As Jean-Baptiste Alphonse Karr once wrote, “the more things change, the more they stay the same”. May seemed to embody this quote as the S&P 500 ended the month pretty much right where it began. During the month, investors were bombarded with headline after headline detailing the latest economic data point or most recent new geopolitical story. While these headlines captivated attention and produced some wild intra-month price swings, both the markets and the economy are still relatively unchanged from the previous months. Volatility is still very present in equity and fixed income markets. The domestic and international economy is still struggling with high inflation and contentious growth. And the geopolitical events continue to cause disruptions in more ways than one.
The domestic stock and bond markets were mostly unchanged for May with bonds doing slightly better as yields on the Treasuries came down from April (bond prices trade inversely to bond yields). Developed international equity markets fared better than domestic equity for the month helped in part by a depreciating currency relative to the US dollar and central banks that have not been as quick to commence rising interest rates. In fact, Japan has yet to raise their interest rates this year, and China has cut their interest rates. Central banks have mostly been raising rates around the world in an effort to reduce inflation. Of course, a potential downside to higher rates is a slower economy.
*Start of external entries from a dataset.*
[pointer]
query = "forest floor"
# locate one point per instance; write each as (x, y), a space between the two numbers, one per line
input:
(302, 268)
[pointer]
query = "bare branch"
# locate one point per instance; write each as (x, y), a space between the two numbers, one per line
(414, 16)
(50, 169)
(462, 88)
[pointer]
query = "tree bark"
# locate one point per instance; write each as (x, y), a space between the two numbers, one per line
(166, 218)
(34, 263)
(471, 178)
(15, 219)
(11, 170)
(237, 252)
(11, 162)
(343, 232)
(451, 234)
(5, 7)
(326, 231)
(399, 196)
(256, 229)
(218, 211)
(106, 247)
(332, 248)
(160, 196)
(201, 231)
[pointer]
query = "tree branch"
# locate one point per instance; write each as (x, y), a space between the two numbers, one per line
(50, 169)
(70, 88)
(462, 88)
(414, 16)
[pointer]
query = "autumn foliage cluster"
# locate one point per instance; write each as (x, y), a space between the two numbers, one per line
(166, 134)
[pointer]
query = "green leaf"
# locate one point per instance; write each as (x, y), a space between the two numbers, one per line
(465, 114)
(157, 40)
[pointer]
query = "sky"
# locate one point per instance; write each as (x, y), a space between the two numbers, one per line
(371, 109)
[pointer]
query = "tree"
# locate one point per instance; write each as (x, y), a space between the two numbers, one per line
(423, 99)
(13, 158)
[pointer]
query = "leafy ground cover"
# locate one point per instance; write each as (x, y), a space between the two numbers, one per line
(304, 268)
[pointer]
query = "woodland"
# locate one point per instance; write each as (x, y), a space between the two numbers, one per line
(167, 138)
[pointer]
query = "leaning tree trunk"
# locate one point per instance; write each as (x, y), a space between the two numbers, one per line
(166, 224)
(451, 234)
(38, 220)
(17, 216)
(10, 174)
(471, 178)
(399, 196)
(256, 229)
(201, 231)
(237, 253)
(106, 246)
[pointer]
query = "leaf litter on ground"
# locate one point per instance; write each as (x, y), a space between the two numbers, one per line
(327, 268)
May gave investors more data to digest as it relates to the state of the economy. Inflation has been very persistent despite efforts from the Federal Reserve and other central banks around the world to lessen its effects. While we may have seen the peak in inflation (according to some economists), the return to ‘normal’ levels of inflation may take some time. The supply chain continues to be strained as China only recently lifted its lockdowns and the cost of energy is hard to ignore. Even with oil being released from the strategic petroleum reserve, we continue to see rising gas and diesel prices.
All these inflation data points have further knock on effects. Investors were greeted with inflation’s destructive power in the earning reports from Walmart and Target. Both companies reported fairly horrendous sales and earnings led in part by changing consumer behavior (what consumers are buying) and increased costs. Some of these increased costs have come in the form of higher wages. Unfortunately, the May job report highlighted that wage growth has possibly begun to stall.
Other countries and economies internationally have been struggling with similar inflation and growth dynamics. European countries are beginning to see inflation not seen in decades, and China has experienced slower than expected growth over the past few months.
With each new data point, investors get a better sense of what could be on the horizon in terms of growth and inflation. The Federal Reserve and other central banks would like to engineer a ‘soft landing’ to the current economic environment; however, it does not come without its share of risks. Will the fight with inflation lead to slower GDP growth and possible recession? Empirically, only time will tell. Until then, we at BGW Wealth are dedicated to managing our clients’ assets for the risks the markets see and the risks the markets may not see.